Here's the timeline of this evening:

8:36pm - Meteor 1-31 Rocket (1981-065B) - 3.3 magnitude
I've spotted this one before. It's a Vostok 8A92M (Vostok-2) rocket body.

8:43pm - Nimiq 4 Tnk (2008-044B) 3.5 mag.
First first sighting of the evening. This one appeared to be strobing - It is a Russian Breeze (Briz-M) upper stage rocket tank of the Proton-M rocket. This rocket launched a telecom sat for Bell TV and EchoStar (Dish Network) - Nimiq is Inuit for 'force that binds things together'

8:49pm - SJ 12 LM Rocket (2010-027B) - 3.8 mag.
This one was a CZ-2D (Long March 2D) rocket body; launched Shijian 12 Chinese research satellite. Shijian means "practice" in Chinese. It should be noted that this rocket launched on June 15th 2010, which makes this the newest object I have seen having only been in orbit for 106 days (3 months, 14 days). This is my first sighting of this object.

8:51pm - Cosmos 1937 Rocket (1988-029B) - 3.4 mag.
This is my first sighting of this Kosmos-3M rocket body used to launch the Cosmos 1937 Russian military and gov't communications satellite

8:55pm - Okean 3 (1991-039A) - 4.2 mag.
This is my first sighting of Okean 3 which is an earth science sat from Russia which monitored sea-ice conditions in the Arctic Seas. According to one site, it stopped working in January of 1994 after only 3 years of service.

9:00pm - Iridium 911tum (originally named Iridium 11 but renamed after it began tumbling)(1997-030G) - 6.0 mag.
This is a tumbling iridium satellite (i.e. it's out of control and is space junk) - strobing at 6 sec intervals.
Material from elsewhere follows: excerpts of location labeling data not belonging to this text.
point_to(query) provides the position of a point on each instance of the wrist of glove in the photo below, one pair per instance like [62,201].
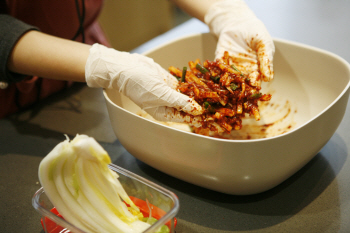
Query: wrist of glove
[244,36]
[141,79]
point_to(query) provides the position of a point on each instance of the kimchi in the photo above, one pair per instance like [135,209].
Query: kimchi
[226,94]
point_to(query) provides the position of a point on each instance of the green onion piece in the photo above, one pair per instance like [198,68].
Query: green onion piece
[233,86]
[183,74]
[235,68]
[215,79]
[210,108]
[201,68]
[255,96]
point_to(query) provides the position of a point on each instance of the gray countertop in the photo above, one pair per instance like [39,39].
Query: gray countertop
[315,199]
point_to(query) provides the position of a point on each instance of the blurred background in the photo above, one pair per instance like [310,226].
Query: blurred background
[131,23]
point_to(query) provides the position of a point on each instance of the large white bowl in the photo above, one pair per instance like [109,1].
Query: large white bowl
[312,83]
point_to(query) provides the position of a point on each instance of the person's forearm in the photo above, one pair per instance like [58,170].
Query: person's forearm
[195,8]
[47,56]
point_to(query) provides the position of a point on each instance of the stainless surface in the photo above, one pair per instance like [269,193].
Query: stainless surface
[316,199]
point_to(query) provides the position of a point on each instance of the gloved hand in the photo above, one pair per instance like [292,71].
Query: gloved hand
[141,79]
[244,36]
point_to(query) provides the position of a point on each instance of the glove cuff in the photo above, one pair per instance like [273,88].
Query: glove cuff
[226,12]
[95,74]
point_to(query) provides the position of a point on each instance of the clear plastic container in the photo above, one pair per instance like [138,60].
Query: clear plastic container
[135,186]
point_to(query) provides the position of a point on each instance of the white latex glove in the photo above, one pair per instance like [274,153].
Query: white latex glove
[141,79]
[244,36]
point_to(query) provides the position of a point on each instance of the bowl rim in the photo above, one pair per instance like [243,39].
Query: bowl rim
[279,40]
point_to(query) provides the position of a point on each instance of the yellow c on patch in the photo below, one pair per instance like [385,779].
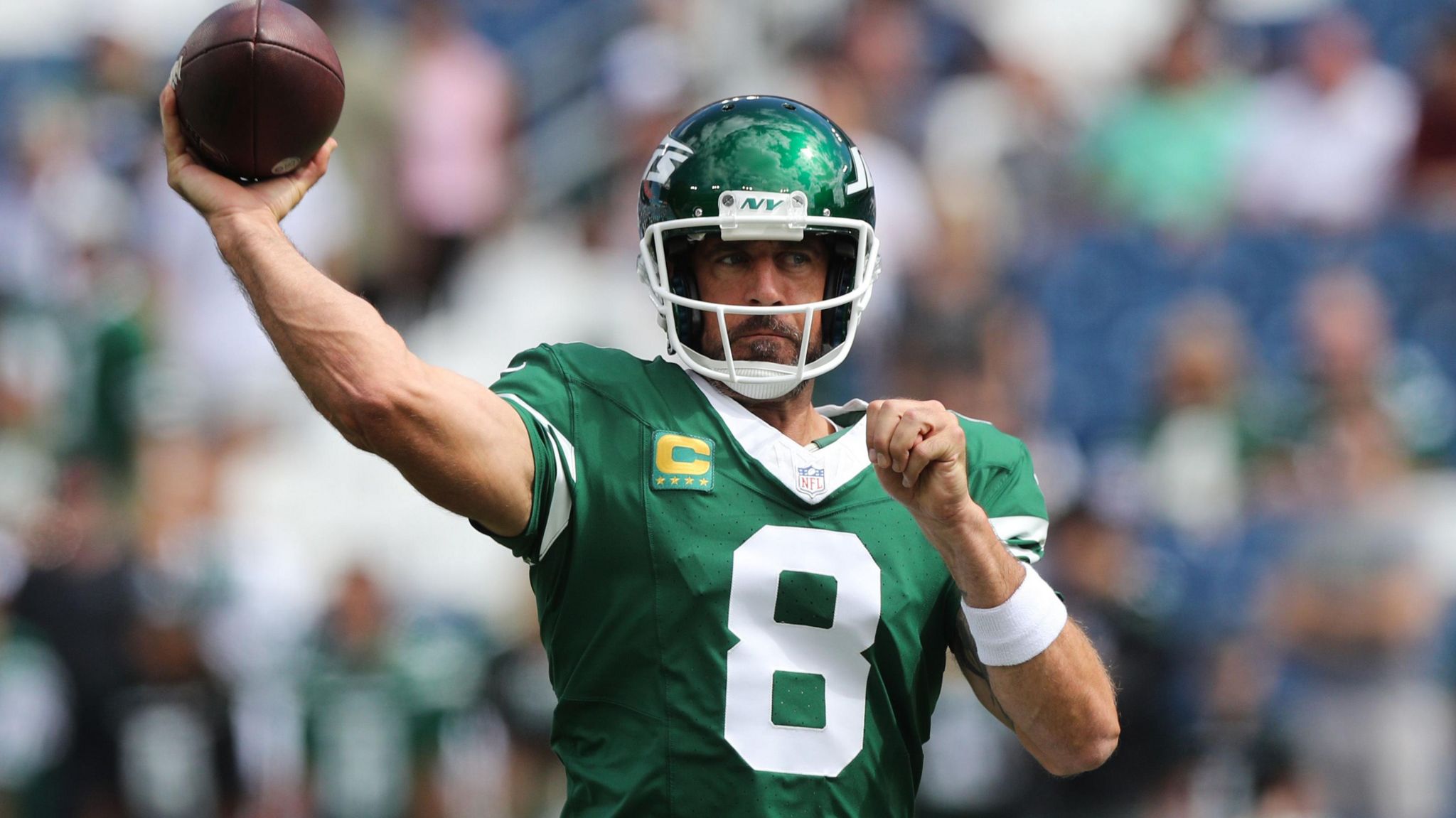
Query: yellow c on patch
[682,462]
This is my first sighting of this satellite.

9:04pm - Cosmos 1455 Rocket (1983-037B) - 3.1 mag.
This is my first sighting of this Tsyklon-3 rocket body used to launch the Cosmos 1455 Russian electronic intelligence satellite.

9:15pm - shooting star

9:24pm - Iridium 16 tum (1997-030F) - 7.5 mag
This is another tumbling iridium satellite - irregular pattern - 15 seconds. It's also another first sighting.

9:36pm - Cosmos 2428 (2007-029A) - 2.6 mag.